You’ll see the System Settings box with your power options.

Windows 8.1 System Settings

By default, Windows 8.1 should be configured to start up and shutdown fast (you can confirm Fast Startup\Shutdown is enabled by scrolling down the System Settings box) but if it’s still not shutting down to your standards you can do a few things:

The fastest way to shutdown your computer, without pulling the plug, is to press the Windows Key + r and type:

shutdown /s /t 0

shutdown.exe /s /t 0

This will immediately shutdown your PC so make sure you’ve saved all your stuff before pulling this bed red switch.

Speaking of big red switch, we can turn this command into a shortcut and pin it to the taskbar.

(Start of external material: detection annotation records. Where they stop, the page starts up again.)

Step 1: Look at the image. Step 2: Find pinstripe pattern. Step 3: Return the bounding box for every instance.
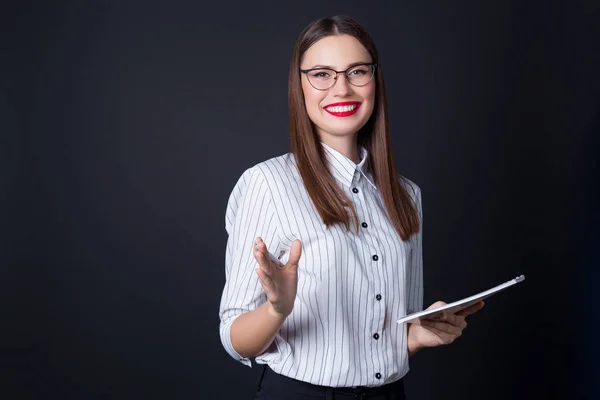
[219,143,423,387]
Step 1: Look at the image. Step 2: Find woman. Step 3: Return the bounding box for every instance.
[219,16,483,399]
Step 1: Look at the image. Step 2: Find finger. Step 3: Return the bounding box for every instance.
[253,238,272,276]
[287,240,302,268]
[456,300,485,317]
[256,268,275,296]
[421,321,456,343]
[421,319,462,336]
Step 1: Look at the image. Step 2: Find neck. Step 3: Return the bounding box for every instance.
[319,134,360,164]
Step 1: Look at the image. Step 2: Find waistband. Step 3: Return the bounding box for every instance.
[260,365,405,400]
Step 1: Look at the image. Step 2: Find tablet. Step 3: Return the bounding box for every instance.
[397,275,525,325]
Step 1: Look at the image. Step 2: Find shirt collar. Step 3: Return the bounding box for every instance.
[321,142,377,189]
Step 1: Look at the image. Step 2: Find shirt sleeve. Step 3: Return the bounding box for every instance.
[219,166,281,367]
[406,182,423,314]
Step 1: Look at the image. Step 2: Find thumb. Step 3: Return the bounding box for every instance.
[288,240,302,268]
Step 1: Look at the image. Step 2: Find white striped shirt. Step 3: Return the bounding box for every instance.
[219,143,423,387]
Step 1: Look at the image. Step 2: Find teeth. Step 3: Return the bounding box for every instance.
[326,104,357,112]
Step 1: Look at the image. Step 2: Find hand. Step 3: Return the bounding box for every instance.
[408,301,485,354]
[254,237,302,318]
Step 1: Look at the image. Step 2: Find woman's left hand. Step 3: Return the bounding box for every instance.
[408,301,484,355]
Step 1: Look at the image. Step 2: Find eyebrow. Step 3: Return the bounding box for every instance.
[307,61,372,71]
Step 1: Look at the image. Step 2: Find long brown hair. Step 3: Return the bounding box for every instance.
[288,15,420,240]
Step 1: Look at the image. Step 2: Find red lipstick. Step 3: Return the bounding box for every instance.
[323,101,361,117]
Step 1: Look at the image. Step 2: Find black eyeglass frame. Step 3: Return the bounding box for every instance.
[300,63,377,90]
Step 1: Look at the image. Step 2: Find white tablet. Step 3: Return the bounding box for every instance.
[397,275,525,325]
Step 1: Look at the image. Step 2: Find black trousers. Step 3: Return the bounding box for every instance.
[254,365,406,400]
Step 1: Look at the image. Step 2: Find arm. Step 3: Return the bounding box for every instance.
[219,168,283,366]
[231,302,285,358]
[406,182,423,357]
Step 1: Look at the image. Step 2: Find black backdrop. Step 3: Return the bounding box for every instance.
[0,0,600,399]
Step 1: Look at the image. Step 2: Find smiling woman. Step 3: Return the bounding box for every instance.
[219,16,482,399]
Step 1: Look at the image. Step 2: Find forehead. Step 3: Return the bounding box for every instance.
[301,35,371,69]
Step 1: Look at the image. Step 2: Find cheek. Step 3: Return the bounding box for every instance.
[302,81,323,117]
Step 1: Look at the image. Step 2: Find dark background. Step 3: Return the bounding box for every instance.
[0,0,600,399]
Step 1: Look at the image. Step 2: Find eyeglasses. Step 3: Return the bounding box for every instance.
[300,63,377,90]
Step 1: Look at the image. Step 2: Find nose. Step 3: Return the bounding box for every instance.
[331,74,352,97]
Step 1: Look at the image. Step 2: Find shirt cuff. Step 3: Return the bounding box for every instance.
[220,315,252,368]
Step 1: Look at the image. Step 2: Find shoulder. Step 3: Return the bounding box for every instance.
[398,174,421,202]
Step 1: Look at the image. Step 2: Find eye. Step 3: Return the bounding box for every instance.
[310,69,331,78]
[348,66,369,76]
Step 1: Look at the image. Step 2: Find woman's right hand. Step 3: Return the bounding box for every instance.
[254,237,302,318]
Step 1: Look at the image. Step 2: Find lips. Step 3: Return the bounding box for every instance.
[323,101,361,117]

That way when we want to force Windows to shutdown we can click the red switch.

Right click the desktop and go to New and choose Shortcut.

Enter this:

C:\Windows\System32\shutdown.exe /s /t 0

Create shutdown shortcut

The “/s” thing tells Windows to shutdown and the “/t” says wait 0 seconds in time to do it.  In other words, do it now!

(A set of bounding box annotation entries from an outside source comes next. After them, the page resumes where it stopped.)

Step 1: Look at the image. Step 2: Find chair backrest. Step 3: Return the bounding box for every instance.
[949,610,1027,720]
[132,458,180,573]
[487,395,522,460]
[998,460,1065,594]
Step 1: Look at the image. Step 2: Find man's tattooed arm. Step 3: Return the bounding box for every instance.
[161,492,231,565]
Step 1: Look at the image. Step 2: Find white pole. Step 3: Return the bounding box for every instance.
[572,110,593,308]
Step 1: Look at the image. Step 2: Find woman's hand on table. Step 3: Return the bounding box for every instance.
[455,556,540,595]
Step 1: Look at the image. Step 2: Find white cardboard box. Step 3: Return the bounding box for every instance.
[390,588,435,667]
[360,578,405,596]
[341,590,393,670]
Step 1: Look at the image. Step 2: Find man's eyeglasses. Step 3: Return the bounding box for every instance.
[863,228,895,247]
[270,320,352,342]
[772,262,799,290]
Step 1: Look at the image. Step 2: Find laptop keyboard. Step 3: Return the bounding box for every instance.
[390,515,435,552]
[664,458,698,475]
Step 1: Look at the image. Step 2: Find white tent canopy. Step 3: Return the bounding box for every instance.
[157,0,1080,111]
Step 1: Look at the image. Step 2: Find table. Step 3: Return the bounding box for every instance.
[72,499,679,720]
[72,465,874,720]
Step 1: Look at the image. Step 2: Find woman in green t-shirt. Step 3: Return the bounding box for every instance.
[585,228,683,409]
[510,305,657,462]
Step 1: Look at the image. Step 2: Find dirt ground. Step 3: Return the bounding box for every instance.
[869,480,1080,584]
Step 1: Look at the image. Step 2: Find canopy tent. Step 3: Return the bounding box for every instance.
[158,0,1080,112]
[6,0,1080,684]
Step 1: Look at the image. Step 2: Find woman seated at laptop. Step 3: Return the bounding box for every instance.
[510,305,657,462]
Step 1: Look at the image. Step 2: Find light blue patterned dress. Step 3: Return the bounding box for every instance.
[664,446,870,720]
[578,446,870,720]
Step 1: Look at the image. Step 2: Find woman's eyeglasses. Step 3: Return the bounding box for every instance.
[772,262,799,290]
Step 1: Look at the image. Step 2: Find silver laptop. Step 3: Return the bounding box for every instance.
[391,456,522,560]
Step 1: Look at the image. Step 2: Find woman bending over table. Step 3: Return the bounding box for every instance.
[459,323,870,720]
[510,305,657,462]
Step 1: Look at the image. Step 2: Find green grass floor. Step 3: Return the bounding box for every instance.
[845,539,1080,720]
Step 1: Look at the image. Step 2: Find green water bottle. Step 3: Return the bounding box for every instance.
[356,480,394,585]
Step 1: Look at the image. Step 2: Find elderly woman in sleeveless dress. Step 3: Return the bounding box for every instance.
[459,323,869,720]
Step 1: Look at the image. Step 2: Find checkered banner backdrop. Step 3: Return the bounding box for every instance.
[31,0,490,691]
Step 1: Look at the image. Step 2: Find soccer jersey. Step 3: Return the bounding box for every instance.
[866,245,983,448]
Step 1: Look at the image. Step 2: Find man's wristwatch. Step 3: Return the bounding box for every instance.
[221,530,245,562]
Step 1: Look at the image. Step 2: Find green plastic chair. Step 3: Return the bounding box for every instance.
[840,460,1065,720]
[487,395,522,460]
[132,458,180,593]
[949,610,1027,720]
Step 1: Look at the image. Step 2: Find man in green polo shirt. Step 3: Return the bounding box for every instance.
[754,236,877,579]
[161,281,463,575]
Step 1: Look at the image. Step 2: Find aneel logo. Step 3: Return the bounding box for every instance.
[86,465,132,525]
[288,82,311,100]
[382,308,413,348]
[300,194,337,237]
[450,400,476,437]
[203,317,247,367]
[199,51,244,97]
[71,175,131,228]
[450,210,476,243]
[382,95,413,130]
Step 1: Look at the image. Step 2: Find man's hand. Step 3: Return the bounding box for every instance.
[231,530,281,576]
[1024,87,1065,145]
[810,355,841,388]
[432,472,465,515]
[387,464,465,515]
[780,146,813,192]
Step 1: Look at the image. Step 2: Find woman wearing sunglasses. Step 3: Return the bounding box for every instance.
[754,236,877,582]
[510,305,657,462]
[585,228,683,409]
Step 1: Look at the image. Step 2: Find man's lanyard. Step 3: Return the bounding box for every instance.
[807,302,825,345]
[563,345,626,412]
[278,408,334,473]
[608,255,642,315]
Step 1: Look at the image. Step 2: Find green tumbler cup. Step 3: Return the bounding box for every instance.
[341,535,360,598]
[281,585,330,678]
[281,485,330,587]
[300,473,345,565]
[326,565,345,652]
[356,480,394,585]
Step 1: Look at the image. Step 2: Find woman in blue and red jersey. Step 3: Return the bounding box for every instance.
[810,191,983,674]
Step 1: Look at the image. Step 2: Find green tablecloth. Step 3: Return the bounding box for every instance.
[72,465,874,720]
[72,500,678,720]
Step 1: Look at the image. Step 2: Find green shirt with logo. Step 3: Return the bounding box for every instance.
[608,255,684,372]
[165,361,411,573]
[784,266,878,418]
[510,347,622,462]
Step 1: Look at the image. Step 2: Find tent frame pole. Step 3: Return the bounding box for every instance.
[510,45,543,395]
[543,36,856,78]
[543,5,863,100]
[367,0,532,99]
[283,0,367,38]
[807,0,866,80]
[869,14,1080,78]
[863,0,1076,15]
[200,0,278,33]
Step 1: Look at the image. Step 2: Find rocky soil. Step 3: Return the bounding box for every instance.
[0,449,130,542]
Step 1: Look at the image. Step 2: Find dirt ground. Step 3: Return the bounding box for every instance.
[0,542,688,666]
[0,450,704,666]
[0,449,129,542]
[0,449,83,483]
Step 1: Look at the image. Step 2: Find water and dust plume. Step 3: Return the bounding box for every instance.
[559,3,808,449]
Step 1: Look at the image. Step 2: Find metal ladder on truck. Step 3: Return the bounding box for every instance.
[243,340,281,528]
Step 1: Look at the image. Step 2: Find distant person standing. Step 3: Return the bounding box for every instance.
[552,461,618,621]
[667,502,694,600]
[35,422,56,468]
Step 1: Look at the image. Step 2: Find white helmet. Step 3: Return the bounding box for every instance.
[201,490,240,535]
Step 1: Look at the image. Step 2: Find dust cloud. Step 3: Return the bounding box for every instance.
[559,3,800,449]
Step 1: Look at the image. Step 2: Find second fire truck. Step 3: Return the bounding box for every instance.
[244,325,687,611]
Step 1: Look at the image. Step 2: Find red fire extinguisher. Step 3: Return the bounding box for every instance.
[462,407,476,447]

Click Next and name the shortcut something cool like “Power Shutdown”.

Make it look good

Now go to http://www.iconarchive.com, find a fun power off icon and download the .ICO image to your computer.

Icon archive icons

Now right click the shortcut you created earlier.

In the Properties screen you’ll see a Change Icon… button.

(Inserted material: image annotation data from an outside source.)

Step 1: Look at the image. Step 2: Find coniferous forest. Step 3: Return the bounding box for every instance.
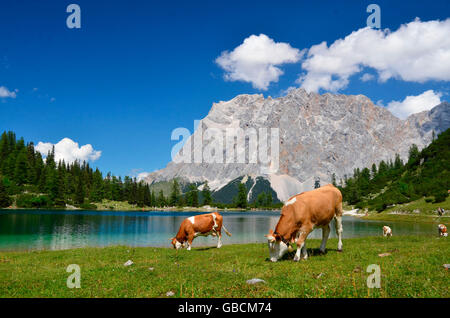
[0,131,165,209]
[0,131,273,210]
[0,129,450,211]
[342,129,450,211]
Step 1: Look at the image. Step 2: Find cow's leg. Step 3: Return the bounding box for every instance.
[187,233,194,251]
[334,215,343,252]
[217,231,222,248]
[300,242,308,260]
[294,225,312,262]
[320,224,330,253]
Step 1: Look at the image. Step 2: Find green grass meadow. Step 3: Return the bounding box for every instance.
[0,236,450,298]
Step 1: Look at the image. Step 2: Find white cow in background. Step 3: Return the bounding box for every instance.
[383,225,392,237]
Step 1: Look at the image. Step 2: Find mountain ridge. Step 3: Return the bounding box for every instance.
[145,88,450,200]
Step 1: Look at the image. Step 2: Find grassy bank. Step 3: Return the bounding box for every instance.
[0,236,450,297]
[352,197,450,224]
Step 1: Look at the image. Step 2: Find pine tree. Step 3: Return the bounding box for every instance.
[0,176,12,208]
[256,192,266,208]
[331,173,337,187]
[202,181,212,205]
[158,190,166,208]
[186,184,198,207]
[236,183,248,209]
[169,179,180,206]
[75,176,84,204]
[14,148,28,186]
[265,191,273,208]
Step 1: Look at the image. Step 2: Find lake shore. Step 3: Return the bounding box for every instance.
[0,235,450,298]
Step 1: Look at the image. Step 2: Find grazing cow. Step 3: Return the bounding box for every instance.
[383,225,392,236]
[170,212,231,251]
[438,224,448,237]
[266,184,342,262]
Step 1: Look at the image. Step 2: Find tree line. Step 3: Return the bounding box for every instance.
[0,131,241,209]
[340,129,450,211]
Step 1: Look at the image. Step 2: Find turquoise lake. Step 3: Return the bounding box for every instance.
[0,210,437,251]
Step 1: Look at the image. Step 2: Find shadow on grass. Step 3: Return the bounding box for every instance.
[266,248,342,262]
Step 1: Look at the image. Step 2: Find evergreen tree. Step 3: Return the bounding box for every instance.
[236,183,248,209]
[202,181,212,205]
[264,191,273,208]
[75,177,85,204]
[331,173,337,187]
[256,192,266,208]
[186,184,198,207]
[169,179,180,206]
[157,190,166,208]
[0,176,12,208]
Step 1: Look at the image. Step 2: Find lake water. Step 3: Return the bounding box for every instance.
[0,210,437,250]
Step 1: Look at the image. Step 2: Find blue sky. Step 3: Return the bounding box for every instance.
[0,0,450,176]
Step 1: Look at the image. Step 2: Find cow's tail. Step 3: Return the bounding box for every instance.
[222,224,231,236]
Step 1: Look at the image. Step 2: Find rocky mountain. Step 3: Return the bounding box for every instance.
[146,88,450,201]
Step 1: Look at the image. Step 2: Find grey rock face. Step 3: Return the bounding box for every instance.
[146,89,450,200]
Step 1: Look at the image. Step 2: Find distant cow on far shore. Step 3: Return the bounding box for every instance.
[438,224,448,237]
[170,212,231,251]
[383,225,392,236]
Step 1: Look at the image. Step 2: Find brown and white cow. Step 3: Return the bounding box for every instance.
[171,212,231,251]
[383,225,392,237]
[438,224,448,237]
[266,184,342,262]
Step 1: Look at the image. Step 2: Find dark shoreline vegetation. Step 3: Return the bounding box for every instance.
[0,235,450,298]
[0,131,282,211]
[340,129,450,212]
[0,129,450,214]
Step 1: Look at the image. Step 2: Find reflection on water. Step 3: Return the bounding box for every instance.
[0,210,437,250]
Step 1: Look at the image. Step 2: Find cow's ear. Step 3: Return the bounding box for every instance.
[264,232,275,242]
[273,233,281,242]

Click and browse to your ICO and click OK to exit all the windows.

Now just drag it to your taskbar.  Whenever you need to shutdown in a pinch, click your beautiful power button and you’ll be off in no time!

Hacking up the registry

You can also make your computer shutdown faster by editing the registry and telling it to automatically end tasks.  In other words, you shouldn’t see the “End Task” button for unresponsive applications on shutdown anymore.

Remember if you change this value, you’re going to need to be extra cautious when you shutdown because Windows won’t give you a chance to tidy up your work before shutting down.

Open the Registry by pressing the Windows Key + r and typing:

regedit

The first thing we want to do is backup the registry.

Now click the folders (technically called “keys”) in the left pane until you get here:

HKEY_CURRENT_USER\Control Panel\Desktop

Next, in the right pane, right click an empty part of the window and choose New.  We want to select String value from the menu.

New string value in Registry

Select the new string and name it “AutoEndTasks” then double click it to set the value to 1.

Adding AutoEndTasks to registry

Click OK and you’re done.

Incidentally, if you Google around for speeding up your shutdown time you might see tutorials about editing a registry key called WaitToKillServiceTimeout.

I strongly discourage messing with this value.  Windows already optimizes it to the recommended value of 5000.  If you change it to anything less than that you’ll probably run into stability issues.